The benefits of Agile Transformation are not only in the internal dynamic of companies. One of the most unexpected results of entrusting a self-organising team to nurture the relationship with customers, for instance, is the ability to move up the point of engagement with them.

What I mean is that a traditional company, a software house for instance, would engage their customers through a rigid structure made of multiple departments or teams, each with a precise domain or expertise: every customer would have an account manager, a client service manager, a sales manager, a customer care team, and so on. This setting would in all likelihood turn out to be a costly obstacle to keeping the customer engaged as early as possible in the product development process, and all those dedicated managers just a glorified churn-fighting task-force.

The cost of a layered company structure.
The cost of a layered company structure – ©2018 Mirko Grewing

The main principles behind the Agile Manifesto are self-explanatory of why Agile could be not just a mantra for software development and delivery, but a whole new way of thinking a company and, perhaps, a solid foundation for an alternative to the old way of doing business.

Agile teams are by definition cross-functional, and customer focussed. Although there might not be an out-of-the-box solution for every company in every industry, having t-shaped people from different domains within the same team will immensely help to move towards more proactive stances in a shorter time-cycle.

The Line of Autonomy

Having good, agile, cross-functional teams is just the first step companies have to take to start moving into the Agile space. However, without a strong mandate, Agile teams won’t work

Build projects around motivated individuals. Give them the environment and support they need, and trust them to get the job done.

from “Principles behind the Agile Manifesto

The principles per se are not enough if the team does not have the trust of the board. On one side, having to report and refer to the steering committee for every decision will remove all the agility that a cross-functional team can offer. On the other, every organisation must ensure that all agile teams are aligned with the company vision.

That is why it is of utter importance that the business unequivocally identifies the Line of Autonomy, the point from which the Agile team is the owner and the upper management doesn’t interfere.

Line of Autonomy
The Line of Autonomy – ©2018 Mirko Grewing

Above the Line of Autonomy, the organisation provides leadership in regards to keeping all teams aligned to the vision and, to a degree, between each other. Below the line, each team has nearly full autonomy to make and execute a plan aiming at achieving the company objectives. Of course the plan, as such, provides direction for a fixed term and must be recalibrated at regular intervals.
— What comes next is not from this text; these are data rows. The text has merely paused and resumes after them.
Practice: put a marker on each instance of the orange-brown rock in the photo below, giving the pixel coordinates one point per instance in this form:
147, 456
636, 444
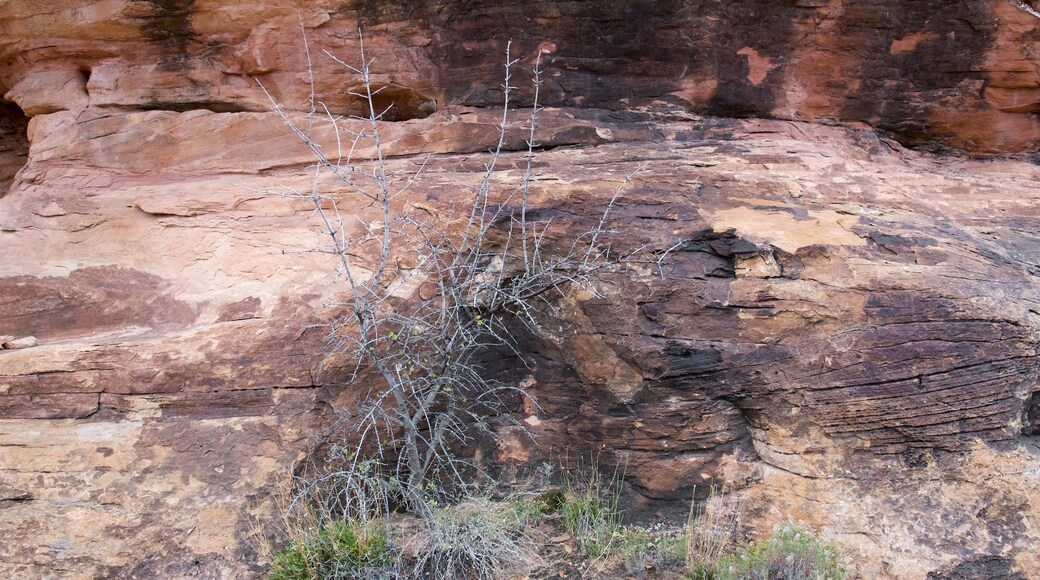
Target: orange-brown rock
837, 327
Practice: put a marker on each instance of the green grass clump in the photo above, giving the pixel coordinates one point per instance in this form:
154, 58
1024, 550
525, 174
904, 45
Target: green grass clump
337, 549
592, 517
790, 553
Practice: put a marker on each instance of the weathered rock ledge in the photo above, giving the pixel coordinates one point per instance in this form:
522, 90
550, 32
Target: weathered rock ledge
840, 328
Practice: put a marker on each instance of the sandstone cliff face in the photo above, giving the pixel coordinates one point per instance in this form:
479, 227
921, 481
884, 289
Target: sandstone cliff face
841, 328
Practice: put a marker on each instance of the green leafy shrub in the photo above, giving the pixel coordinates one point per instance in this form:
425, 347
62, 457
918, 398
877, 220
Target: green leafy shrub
790, 553
337, 549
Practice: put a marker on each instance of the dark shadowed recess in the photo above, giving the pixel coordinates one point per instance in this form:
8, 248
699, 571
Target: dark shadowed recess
169, 24
955, 38
725, 58
14, 143
612, 53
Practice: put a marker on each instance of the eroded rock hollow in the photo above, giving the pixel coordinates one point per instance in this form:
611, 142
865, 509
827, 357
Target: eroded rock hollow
835, 313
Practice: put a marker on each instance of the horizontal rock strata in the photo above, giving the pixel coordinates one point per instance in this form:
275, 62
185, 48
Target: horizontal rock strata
839, 328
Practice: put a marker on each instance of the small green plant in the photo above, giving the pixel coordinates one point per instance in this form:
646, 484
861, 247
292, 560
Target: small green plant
591, 510
790, 553
337, 549
711, 528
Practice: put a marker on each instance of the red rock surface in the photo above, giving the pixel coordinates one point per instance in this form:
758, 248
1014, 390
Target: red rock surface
845, 330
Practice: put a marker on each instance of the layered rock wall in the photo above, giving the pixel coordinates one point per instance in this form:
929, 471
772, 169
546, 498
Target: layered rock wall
838, 327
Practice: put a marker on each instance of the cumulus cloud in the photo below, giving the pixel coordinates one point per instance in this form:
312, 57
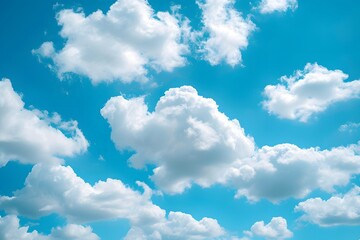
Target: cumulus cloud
185, 137
338, 210
10, 229
189, 141
57, 189
270, 6
275, 229
308, 92
32, 136
285, 171
121, 44
349, 127
228, 32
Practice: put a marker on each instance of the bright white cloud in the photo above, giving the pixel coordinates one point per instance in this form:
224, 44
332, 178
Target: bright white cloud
308, 92
190, 141
285, 171
349, 127
32, 136
186, 138
121, 44
228, 32
10, 229
275, 229
57, 189
270, 6
338, 210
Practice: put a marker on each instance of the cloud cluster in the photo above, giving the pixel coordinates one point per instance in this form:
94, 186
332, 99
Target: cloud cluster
338, 210
185, 137
189, 141
228, 32
275, 229
57, 189
285, 171
10, 229
270, 6
349, 127
121, 44
308, 92
32, 136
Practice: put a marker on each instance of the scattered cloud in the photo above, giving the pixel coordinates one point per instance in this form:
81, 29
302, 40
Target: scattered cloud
10, 229
270, 6
285, 170
190, 141
121, 44
57, 189
185, 137
308, 92
275, 229
228, 32
33, 136
338, 210
349, 127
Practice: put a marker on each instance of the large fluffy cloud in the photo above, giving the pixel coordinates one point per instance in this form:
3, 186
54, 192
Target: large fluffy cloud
285, 170
189, 141
120, 44
338, 210
270, 6
32, 136
228, 32
57, 189
186, 137
275, 229
308, 92
10, 229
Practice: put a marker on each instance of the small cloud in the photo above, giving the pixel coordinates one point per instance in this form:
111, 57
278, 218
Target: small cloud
349, 127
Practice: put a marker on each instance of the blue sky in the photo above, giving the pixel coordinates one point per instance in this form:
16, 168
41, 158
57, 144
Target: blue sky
208, 119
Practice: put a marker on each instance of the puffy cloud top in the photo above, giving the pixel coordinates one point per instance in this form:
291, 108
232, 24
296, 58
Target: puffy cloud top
270, 6
32, 136
228, 32
57, 189
186, 137
120, 44
308, 92
10, 229
337, 210
275, 229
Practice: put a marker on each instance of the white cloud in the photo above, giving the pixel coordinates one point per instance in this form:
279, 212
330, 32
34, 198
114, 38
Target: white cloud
270, 6
189, 141
308, 92
178, 226
186, 138
57, 189
349, 127
121, 44
10, 229
73, 232
338, 210
275, 229
285, 171
32, 136
228, 32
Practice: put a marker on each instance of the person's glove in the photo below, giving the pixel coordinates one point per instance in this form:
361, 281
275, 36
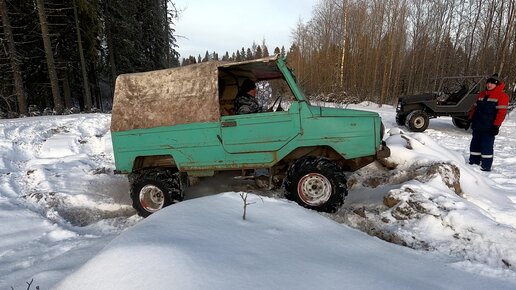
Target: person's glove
495, 130
468, 124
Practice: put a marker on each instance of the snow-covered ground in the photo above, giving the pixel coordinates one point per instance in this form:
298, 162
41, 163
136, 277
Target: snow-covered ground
67, 221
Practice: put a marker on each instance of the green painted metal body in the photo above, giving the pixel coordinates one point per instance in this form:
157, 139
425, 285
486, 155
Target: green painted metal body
255, 140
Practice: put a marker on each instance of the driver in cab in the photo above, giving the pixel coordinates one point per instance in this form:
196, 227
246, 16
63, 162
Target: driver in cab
246, 102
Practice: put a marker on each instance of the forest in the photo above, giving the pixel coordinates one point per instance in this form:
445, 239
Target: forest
377, 50
63, 56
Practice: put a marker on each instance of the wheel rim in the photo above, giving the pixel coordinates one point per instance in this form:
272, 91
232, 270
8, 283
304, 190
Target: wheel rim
314, 189
419, 122
151, 198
Teams have to understand how to maintain synergy and synchronisation between disciplines, how to define priorities, how to quickly react to changes and learn from mistakes without central management intervening, and while also ensuring alignment with the company vision.

Agile is multidisciplinary, fast-paced, adaptive by design, and when implemented correctly it almost always results in extended productivity, higher morale, and better quality than top-down management.

The best way to find out if you can trust somebody is to trust them

Ernest Hemingway

Trust is the engine of this whole process. However, trust is a 2-way road: management must trust the team leadership to make autonomous choices, and the team must earn that trust by consistently delivering results.